Film-Tipp des Tages: «Scarface»

Der kubanische Flüchtling Tony Montana verwirklicht den amerikanischen Traum auf seine Weise: vom Tellerwäscher zum gefürchteten Drogenbaron. Doch mit dem Erfolg kommt auch der Verfolgungswahn, und Montanas Imperium beginnt zu zerfallen. Klassisches Gangsterepos mit Al Pacino und Michelle Pfeiffer.

Ein Mann im Anzug ballert mit einem Maschinengewehr.

Bildlegende: Al Pacino als «Scarface». SRF/NBC Universal

Mit Tausenden von anderen kubanischen Flüchtlingen werden die beiden Kleinkriminellen Tony Montana (Al Pacino) und Manny Ribera (Steven Bauer) 1980 an die Küste Floridas gespült. Ihre Vergangenheit können sie vor den Einwanderungsbehörden verbergen. Dank einer kleinen Gefälligkeit - sie ermorden einen Gehilfen Fidel Castros - erlangen sie eine Green Card, die US-Arbeitserlaubnis.

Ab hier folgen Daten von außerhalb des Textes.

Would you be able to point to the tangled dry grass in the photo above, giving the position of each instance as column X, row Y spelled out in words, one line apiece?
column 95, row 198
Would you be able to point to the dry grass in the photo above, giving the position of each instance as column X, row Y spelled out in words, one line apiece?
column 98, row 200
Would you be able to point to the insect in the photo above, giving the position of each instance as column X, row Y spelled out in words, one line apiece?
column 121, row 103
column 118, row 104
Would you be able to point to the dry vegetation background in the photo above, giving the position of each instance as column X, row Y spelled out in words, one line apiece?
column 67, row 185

In einer Spelunke von Miami spülen Tony und Manny Geschirr, bis ihnen Omar (F. Murray Abraham) 5000 Dollar bietet, um einen Kokaindeal über die Bühne zu bringen. Tony wittert eine Falle und will die Drogen dem Boss Frank Lopez (Robert Loggia) persönlich übergeben. Dieser dankt es ihnen mit einer Einladung zum Abendessen. Obschon Tony unverhohlen ein Auge auf Lopez' hübsche Freundin Elvira (Michelle Pfeiffer) wirft, stellt Lopez den ehrgeizigen Emporkömmling an.

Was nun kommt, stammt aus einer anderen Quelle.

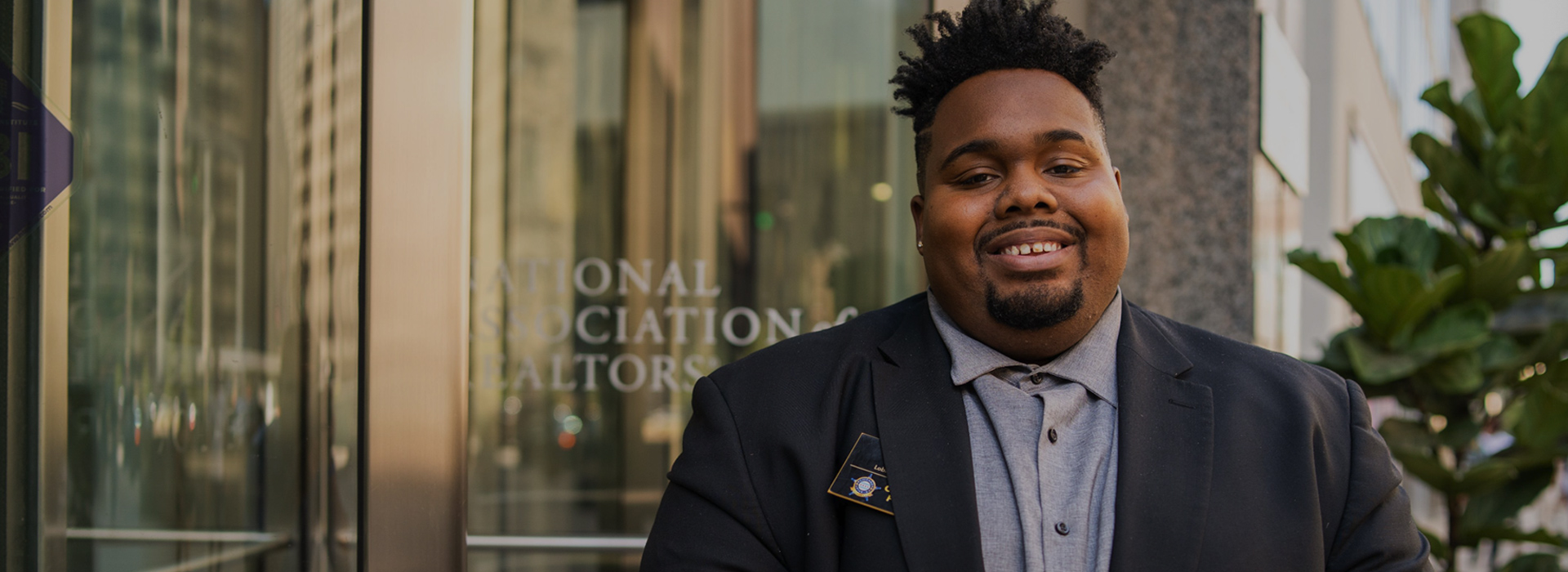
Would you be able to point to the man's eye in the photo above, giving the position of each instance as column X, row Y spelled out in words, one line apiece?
column 978, row 179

Tony begreift das kriminelle Spiel schnell, und entsprechend rasant ist sein Aufstieg. Während ihn seine Mutter (Miriam Colon) mit Verachtung straft, bewundert Schwester Gina (Mary Elizabeth Mastrantonio) die Karriere ihres grossen Bruders. Bald scheint nichts mehr unmöglich für Tony Montana. Er heiratet Elvira und wohnt in einer Villa. Doch mit dem Erfolg kommt auch das Misstrauen. Überall sieht Montana Feinde und verliert zusehends die Kontrolle über sich und sein Drogenimperium.